Put shelves and wire racks to hold task lights and of courses all the wire.


----------



## mizuno2513 (Sep 25, 2012)

Dont have time my company wants to purchase one


----------



## mnelectrician (Dec 1, 2008)

Sears sells some pre made ones that you can add their drawers to. Probably have to customize it a little to add spools of wire to it.


----------



## BBQ (Nov 16, 2010)

mizuno2513 said:


> Dont have time my company wants to purchase one


Then I would just pick something from Grainger, they show about 1000 workbenches so you should be able to find something.

Modular workbenches
http://www.grainger.com/Grainger/mo.../ecatalog/N-9v5?Ndr=basedimid10071&sst=subset


Regular workbenches
http://www.grainger.com/Grainger/wo.../ecatalog/N-9vf?Ndr=basedimid10071&sst=subset


----------



## mizuno2513 (Sep 25, 2012)

i have loked through grainger fastenal and mcmaster carr and i was hping to find something more specialized but it looks like im going to have to get a basic ones and customize it from there


----------



## Dr. Evil (Aug 24, 2012)

Get a welding shop to build you a 3/8" thick table similar to a welding table. Put some 1/4" rubber on top and you have a table that you can use for anything and will last forever.


----------



## MDShunk (Jan 7, 2007)

I always liked those flat carts that have a foot pedal to pump them up and down to get whatever working height you need to put the actual panel on, and any ordinary workbench or parts cart right beside.


----------



## etb (Sep 8, 2010)

MDShunk said:


> I always liked those flat carts that have a foot pedal to pump them up and down to get whatever working height you need to put the actual panel on, and any ordinary workbench or parts cart right beside.
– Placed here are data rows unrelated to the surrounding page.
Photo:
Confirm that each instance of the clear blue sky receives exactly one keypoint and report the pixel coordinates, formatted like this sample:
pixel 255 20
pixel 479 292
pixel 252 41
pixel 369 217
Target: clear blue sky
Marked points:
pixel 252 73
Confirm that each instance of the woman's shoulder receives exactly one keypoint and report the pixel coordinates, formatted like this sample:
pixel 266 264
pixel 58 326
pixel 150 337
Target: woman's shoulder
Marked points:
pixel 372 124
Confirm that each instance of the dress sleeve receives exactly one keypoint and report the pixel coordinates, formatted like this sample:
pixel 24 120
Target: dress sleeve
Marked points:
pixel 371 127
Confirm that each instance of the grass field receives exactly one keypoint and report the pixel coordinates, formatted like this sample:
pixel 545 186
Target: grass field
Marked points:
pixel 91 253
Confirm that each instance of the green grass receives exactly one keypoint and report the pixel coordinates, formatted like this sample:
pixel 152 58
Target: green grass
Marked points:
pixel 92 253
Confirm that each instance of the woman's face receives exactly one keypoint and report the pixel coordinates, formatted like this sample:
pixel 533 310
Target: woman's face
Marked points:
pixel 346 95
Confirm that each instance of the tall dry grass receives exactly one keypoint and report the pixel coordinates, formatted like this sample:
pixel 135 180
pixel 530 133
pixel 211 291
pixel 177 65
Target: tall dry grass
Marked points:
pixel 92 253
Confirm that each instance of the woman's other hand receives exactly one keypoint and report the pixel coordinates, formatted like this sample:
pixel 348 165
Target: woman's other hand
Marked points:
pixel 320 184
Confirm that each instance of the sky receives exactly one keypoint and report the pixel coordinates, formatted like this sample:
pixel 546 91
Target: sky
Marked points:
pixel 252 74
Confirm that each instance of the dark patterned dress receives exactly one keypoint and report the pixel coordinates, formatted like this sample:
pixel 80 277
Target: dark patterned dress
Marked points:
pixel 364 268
I've never seen a flat cart like that but it sounds handy. On cabinets larger than 4' on a side we had a modified electric pallet forklift with stubby pallet forks on it. That way when the cabinet came on the truck it would get bolted to the forklift and then roll right to the build area and we could raise up/down. Once built it'd roll to test, then same lift puts on delivery truck. Called Big John or something; was ancient


----------



## greenman (Apr 20, 2012)

like this,

http://formaspace.com/Tool_bench.php


----------



## zwodubber (Feb 24, 2011)

I built this last year in my garage. LOL I only used a sawzall, drill and impact for the most part and I think it came out good. Sturdy as hell...


----------